Weshalb sind gerade solche Operationen so wichtig?

Sie sind einfach wichtig, weil die Frauen danach ein neues Leben haben. Sie sind geheilt und fangen noch einmal ein neues Leben an. Sie können wieder heiraten. Es ist einfach etwas Außergewöhnliches. Es ist anders, als einen Blinddarm herauszunehmen - das ist ein wichtiger chirurgischer Eingriff, aber durch die Fistel-Operation verändert sich das Leben der Frauen.

Wir haben einen Weg gefunden, diese Operationen als so genannte "Vernachlässigte Krankheit" in das Programm von Ärzte ohne Grenzen aufzunehmen, denn diese Frauen sind tatsächlich vernachlässigt. Sie haben keine Lobby, sie bekommen kein Geld und es gibt keine Programme anderer Organisationen, um diesen Frauen zu helfen. Ich bin sehr froh, dass Ärzte ohne Grenzen so viel für diese Frauen tut und dass wir so viele Camps für Fisteloperationen durchführen. Wir haben allerdings nicht genügend Ärzte, um all die Arbeit zu leisten, die nötig wäre.

Welche Rückmeldung bekommen Sie von den Frauen?

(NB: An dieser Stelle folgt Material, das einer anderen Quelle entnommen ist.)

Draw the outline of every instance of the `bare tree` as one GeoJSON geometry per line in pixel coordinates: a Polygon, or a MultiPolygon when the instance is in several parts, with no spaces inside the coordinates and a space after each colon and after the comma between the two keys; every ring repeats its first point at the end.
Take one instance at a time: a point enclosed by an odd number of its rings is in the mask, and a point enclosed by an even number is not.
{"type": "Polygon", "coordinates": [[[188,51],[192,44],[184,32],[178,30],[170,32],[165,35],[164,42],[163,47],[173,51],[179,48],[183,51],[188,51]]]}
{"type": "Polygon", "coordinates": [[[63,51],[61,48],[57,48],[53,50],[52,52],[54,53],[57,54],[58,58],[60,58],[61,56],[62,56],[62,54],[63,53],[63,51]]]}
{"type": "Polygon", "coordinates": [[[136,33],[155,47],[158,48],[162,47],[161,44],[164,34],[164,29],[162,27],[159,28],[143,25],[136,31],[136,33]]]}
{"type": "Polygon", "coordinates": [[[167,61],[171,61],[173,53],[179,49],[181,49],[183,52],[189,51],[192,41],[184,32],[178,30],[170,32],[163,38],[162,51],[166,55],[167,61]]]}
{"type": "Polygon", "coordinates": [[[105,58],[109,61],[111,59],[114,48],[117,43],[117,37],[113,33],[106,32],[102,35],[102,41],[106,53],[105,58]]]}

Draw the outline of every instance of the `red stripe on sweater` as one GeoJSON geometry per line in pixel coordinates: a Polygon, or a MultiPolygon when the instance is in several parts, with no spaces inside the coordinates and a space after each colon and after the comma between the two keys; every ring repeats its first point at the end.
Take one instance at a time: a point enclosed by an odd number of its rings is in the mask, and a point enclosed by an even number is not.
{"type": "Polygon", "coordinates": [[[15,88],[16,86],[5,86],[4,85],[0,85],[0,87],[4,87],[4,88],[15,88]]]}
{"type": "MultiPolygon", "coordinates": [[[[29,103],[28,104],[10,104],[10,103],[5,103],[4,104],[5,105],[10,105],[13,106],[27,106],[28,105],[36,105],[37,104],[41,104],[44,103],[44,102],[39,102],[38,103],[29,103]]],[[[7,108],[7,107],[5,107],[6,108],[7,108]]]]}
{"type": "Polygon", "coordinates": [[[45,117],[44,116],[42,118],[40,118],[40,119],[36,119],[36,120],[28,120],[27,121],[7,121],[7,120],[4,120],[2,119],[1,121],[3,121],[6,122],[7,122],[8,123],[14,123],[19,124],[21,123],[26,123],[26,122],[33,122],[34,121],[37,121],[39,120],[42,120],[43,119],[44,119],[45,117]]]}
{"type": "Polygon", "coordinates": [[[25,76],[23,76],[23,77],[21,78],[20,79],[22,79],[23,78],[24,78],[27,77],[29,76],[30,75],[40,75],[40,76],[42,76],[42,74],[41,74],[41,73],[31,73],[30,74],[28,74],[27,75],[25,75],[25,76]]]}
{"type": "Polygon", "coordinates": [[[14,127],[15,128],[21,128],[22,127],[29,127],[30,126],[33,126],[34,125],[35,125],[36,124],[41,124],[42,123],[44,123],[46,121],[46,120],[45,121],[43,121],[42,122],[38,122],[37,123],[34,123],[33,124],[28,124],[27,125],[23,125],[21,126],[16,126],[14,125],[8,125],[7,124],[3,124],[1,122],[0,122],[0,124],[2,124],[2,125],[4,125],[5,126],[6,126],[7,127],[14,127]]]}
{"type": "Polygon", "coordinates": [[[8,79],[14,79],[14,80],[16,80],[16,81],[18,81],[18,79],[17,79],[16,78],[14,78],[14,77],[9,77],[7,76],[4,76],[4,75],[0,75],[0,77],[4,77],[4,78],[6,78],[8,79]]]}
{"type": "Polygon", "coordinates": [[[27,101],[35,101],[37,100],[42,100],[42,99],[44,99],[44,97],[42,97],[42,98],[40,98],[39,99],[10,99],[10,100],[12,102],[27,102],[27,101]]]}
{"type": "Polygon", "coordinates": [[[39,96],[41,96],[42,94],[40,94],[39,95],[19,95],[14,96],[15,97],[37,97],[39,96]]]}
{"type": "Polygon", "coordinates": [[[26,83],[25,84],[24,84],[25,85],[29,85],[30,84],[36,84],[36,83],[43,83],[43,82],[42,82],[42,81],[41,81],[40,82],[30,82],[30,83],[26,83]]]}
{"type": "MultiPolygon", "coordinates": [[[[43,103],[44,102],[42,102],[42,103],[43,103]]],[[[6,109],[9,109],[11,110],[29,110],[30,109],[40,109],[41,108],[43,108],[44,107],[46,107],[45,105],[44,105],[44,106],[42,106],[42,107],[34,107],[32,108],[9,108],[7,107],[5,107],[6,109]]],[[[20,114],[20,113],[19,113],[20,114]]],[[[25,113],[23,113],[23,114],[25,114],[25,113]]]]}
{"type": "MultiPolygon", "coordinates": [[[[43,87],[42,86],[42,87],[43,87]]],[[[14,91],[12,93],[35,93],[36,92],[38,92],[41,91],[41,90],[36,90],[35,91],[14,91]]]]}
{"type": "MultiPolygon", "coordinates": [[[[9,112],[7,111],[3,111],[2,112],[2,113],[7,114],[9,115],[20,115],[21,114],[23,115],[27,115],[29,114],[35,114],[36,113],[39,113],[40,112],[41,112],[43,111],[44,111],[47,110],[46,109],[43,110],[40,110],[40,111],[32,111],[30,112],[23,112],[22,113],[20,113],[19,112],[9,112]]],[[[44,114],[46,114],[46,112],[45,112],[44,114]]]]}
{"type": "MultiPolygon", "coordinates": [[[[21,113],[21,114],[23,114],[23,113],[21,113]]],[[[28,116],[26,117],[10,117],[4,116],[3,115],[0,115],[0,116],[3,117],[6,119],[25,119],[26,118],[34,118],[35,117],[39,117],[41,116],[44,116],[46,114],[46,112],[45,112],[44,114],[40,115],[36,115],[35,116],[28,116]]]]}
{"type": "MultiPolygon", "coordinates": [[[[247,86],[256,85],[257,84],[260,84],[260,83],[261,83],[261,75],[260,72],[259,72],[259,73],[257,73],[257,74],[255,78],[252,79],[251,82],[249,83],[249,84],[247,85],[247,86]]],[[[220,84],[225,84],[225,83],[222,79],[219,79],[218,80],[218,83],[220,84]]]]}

Sie sind sehr glücklich. Für sie ist es ein großes Abenteuer, zum Camp für Fisteloperationen zu kommen. Zum ersten Mal treffen sie dort Frauen mit demselben Schicksal, die genau so leiden wie sie selbst. Und zum ersten Mal können sie über ihr Problem sprechen. Wenn sie nach Hause kommen, sind sie wirklich glücklich. Es bedeutet mir sehr viel zu sehen, wie glücklich sie sind.

Wie viele Frauen untersuchen Sie während Ihres momentanten Aufenthalts in der Zentralafrikanischen Republik?

Ich denke, 70 Frauen werden kommen - nicht jede wird operiert. Ich denke, wir werden hier etwa 50 Frauen operieren in diesem Jahr.